Improved Hybrid Particle Swarm Optimizer with Sine-Cosine Acceleration Coefficients for Transient Electromagnetic Inversion

Background: Recently, Particle Swarm Optimization (PSO) has been increasingly used in geophysics due to its simple operation and fast convergence. Objective: However, PSO lacks population diversity and may fall to local optima. Hence, an Improved Hybrid Particle Swarm Optimizer with Sine-Cosine Acceleration Coefficients (IH-PSO-SCAC) is proposed and successfully applied to test functions in Transient Electromagnetic (TEM) nonlinear inversion. Method: A reverse learning strategy is applied to optimize population initialization. The sine-cosine acceleration coefficients are utilized for global convergence. Sine mapping is adopted to enhance population diversity during the search process. In addition, the mutation method is used to reduce the probability of premature convergence. Results: The application of IH-PSO-SCAC in the test functions and several simple layered models are demonstrated with satisfactory results in terms of data fit.
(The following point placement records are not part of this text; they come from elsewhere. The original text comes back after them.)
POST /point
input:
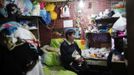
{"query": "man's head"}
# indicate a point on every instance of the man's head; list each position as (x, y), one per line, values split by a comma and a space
(69, 34)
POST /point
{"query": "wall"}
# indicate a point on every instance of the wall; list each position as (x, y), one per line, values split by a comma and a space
(91, 7)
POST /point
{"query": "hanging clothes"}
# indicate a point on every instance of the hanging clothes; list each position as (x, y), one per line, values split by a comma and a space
(65, 11)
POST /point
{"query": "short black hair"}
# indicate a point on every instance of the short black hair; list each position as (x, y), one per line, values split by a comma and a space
(69, 32)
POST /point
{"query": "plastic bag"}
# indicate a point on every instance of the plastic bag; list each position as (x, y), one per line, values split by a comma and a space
(51, 59)
(120, 24)
(46, 18)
Two inversions have been carried out to test our algorithm. The first model contains an underground low-resistivity anomaly body and the second model utilized measured data from a profile of the Xishan landslide in Sichuan Province. In both cases, resistivity profiles are obtained, and the inverse problem is solved for verification. Conclusion: The results show that the IH-PSO-SCAC algorithm is practical, can be effectively applied in TEM inversion and is superior to other representative algorithms in terms of stability and accuracy.